My subsequent research of necrotizing fasciitis bacterial infections reveals that, left untreated, these infections are nearly always fatal. Even with antibiotic treatment, aggressive surgical debridement (removal of infected tissue), is often necessary to keep the infection from spreading and amputation is necessary in one fourth of the cases.

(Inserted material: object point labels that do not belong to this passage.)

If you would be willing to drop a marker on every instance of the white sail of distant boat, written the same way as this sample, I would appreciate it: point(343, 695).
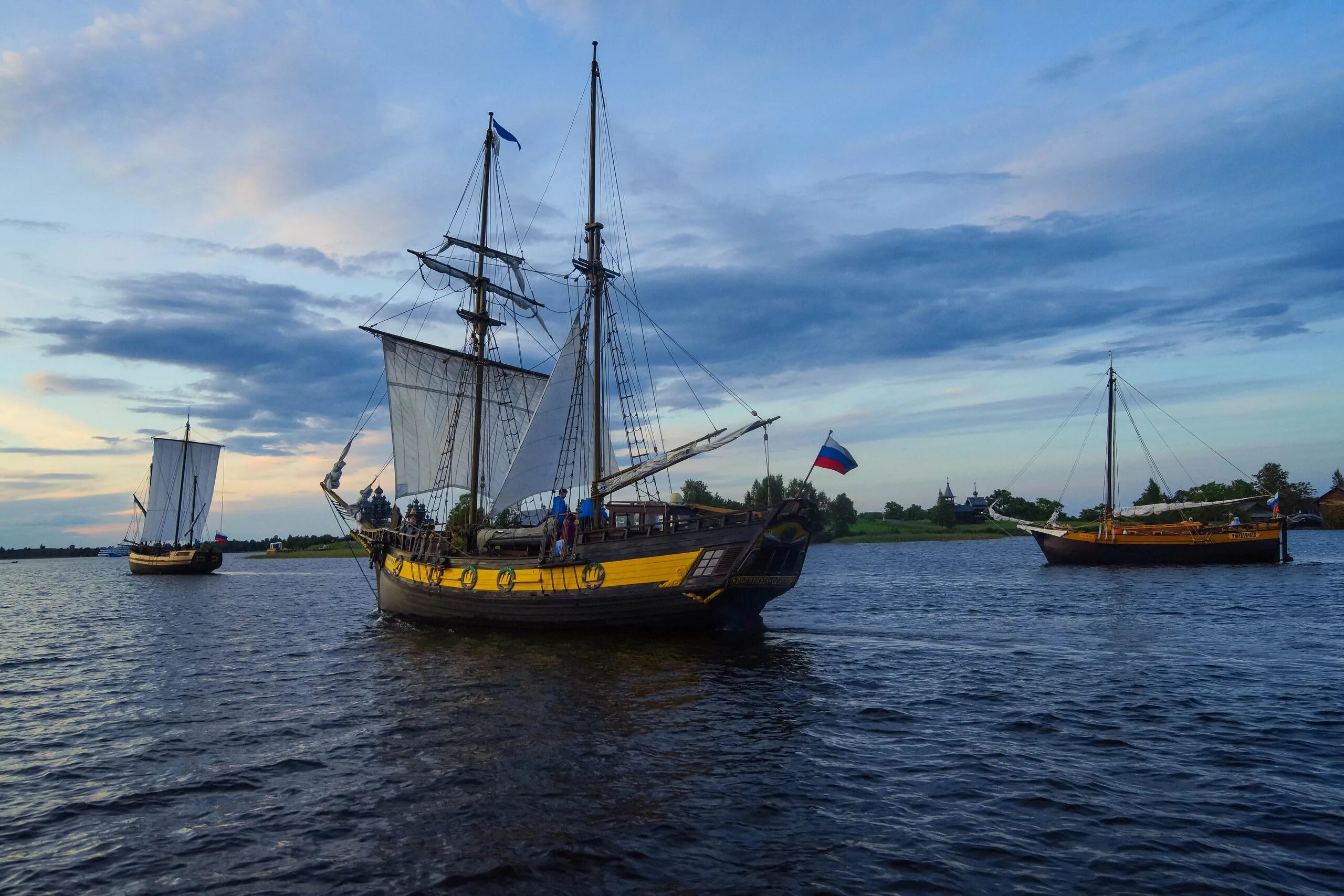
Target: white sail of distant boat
point(182, 486)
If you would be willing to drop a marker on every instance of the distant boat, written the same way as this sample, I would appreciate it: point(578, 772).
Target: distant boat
point(1120, 542)
point(507, 437)
point(182, 484)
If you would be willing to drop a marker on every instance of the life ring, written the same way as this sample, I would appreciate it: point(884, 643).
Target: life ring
point(593, 575)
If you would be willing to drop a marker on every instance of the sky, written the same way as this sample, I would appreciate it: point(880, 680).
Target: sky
point(918, 225)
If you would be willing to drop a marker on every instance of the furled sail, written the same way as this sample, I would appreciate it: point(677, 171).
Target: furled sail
point(181, 491)
point(996, 515)
point(425, 385)
point(515, 262)
point(664, 460)
point(1153, 510)
point(534, 469)
point(444, 268)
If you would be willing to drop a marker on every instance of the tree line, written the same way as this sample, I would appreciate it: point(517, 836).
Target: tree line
point(835, 515)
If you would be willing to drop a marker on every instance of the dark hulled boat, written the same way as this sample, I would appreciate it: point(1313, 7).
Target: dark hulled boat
point(176, 508)
point(1119, 541)
point(510, 437)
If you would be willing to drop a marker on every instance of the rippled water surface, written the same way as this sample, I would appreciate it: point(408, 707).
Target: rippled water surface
point(920, 718)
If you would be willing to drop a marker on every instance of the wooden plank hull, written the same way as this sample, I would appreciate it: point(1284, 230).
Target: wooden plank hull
point(183, 562)
point(1078, 549)
point(701, 579)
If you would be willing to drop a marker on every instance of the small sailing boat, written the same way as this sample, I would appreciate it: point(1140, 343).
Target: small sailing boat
point(1119, 541)
point(176, 507)
point(523, 445)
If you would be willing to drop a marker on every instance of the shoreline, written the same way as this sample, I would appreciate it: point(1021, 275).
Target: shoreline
point(882, 537)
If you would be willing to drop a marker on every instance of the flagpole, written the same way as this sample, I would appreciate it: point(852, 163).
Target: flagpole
point(814, 461)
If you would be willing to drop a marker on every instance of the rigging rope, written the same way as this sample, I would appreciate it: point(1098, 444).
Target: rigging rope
point(1184, 428)
point(1143, 444)
point(1058, 429)
point(1078, 457)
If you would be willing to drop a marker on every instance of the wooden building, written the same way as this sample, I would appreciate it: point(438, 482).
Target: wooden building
point(1331, 508)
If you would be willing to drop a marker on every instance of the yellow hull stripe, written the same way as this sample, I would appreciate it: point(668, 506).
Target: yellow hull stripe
point(666, 571)
point(1177, 537)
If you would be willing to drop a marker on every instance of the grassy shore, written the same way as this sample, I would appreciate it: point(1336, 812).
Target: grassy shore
point(878, 531)
point(318, 551)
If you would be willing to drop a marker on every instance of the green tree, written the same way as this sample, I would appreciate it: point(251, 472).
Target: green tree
point(1010, 504)
point(1045, 508)
point(1152, 495)
point(842, 515)
point(944, 512)
point(695, 492)
point(800, 489)
point(1294, 498)
point(765, 493)
point(1272, 479)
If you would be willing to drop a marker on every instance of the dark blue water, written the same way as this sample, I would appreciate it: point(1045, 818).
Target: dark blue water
point(920, 718)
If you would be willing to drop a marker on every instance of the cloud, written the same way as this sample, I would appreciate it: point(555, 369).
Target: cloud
point(1066, 69)
point(54, 226)
point(901, 293)
point(50, 452)
point(1129, 46)
point(272, 375)
point(863, 183)
point(53, 383)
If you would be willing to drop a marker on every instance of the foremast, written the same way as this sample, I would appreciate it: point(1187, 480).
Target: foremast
point(1108, 522)
point(480, 328)
point(597, 284)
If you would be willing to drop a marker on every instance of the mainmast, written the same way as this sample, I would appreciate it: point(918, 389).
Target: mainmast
point(480, 321)
point(182, 480)
point(596, 288)
point(1110, 444)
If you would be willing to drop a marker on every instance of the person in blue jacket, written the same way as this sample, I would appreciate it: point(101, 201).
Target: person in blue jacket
point(586, 513)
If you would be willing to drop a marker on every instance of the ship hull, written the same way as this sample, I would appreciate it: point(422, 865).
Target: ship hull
point(181, 562)
point(1086, 550)
point(685, 581)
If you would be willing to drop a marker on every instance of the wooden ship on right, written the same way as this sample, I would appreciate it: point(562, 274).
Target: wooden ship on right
point(1119, 539)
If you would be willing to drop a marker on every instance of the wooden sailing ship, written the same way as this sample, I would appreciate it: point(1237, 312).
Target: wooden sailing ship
point(1119, 539)
point(176, 508)
point(512, 437)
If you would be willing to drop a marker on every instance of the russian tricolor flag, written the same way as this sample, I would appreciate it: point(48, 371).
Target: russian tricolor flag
point(835, 457)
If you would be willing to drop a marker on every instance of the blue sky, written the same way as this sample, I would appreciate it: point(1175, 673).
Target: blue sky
point(918, 225)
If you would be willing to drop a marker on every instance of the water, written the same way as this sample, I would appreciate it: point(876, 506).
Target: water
point(920, 718)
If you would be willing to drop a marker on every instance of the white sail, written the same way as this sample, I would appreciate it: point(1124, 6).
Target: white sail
point(664, 460)
point(1153, 510)
point(425, 383)
point(996, 515)
point(181, 489)
point(536, 464)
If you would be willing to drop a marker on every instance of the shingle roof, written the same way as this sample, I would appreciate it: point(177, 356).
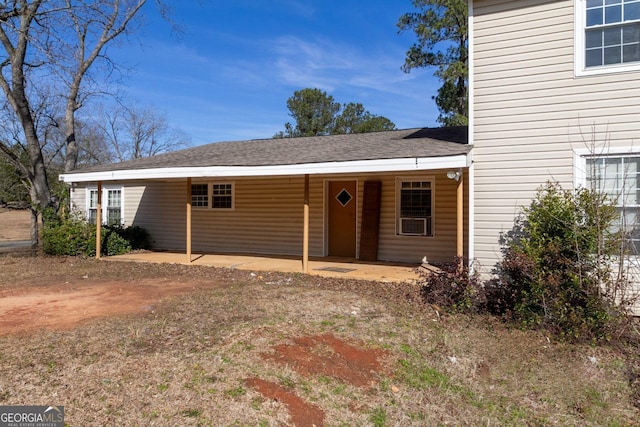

These necrotizing fasciitis bacteria occur naturally and are present throughout all saltwater bays and estuaries. Every year several people die of this infection. Many more are hospitalized and some lose legs, arms, hands or fingers. Usually a healthy person's immune system will control the small infections from minor scrapes, cuts, hook pricks, shrimp tail stabs or crab bites. My infection probably spread faster than most because of the very large infected area and also because the bacteria laden seawater had been rubbed into this several square inch area of raw dermal tissue. My immune system was not able to combat that large an area of infection.

Obviously most people are exposed to the saltwater environment with little concern about this infection. Their immune systems protect them and they can go fishing and use the beaches without undue concern. Those people with open wounds or cuts and those with compromised immune systems, such as advanced diabetes, should take great care when they are exposed to seawater.

You can defend yourself against these bacteria by washing and disinfecting each cut or scrape. However, if after being exposed to seawater, such a cut or scrape becomes hot, red and painful, delay can be disastrous. If you notice a small inflammation, use a felt tip pen to mark around it. If it becomes more painful and the redness of the infection expands past the mark, get to a hospital immediately.

I was fortunate. Although I waited much longer than good judgment would dictate, I did not have disastrous consequences. I still have two legs and will go wade fishing again soon. However, since I do not dare risk re-exposure, I will be using my waders and carrying hydrogen peroxide in my tackle box to disinfect any cuts and abrasions.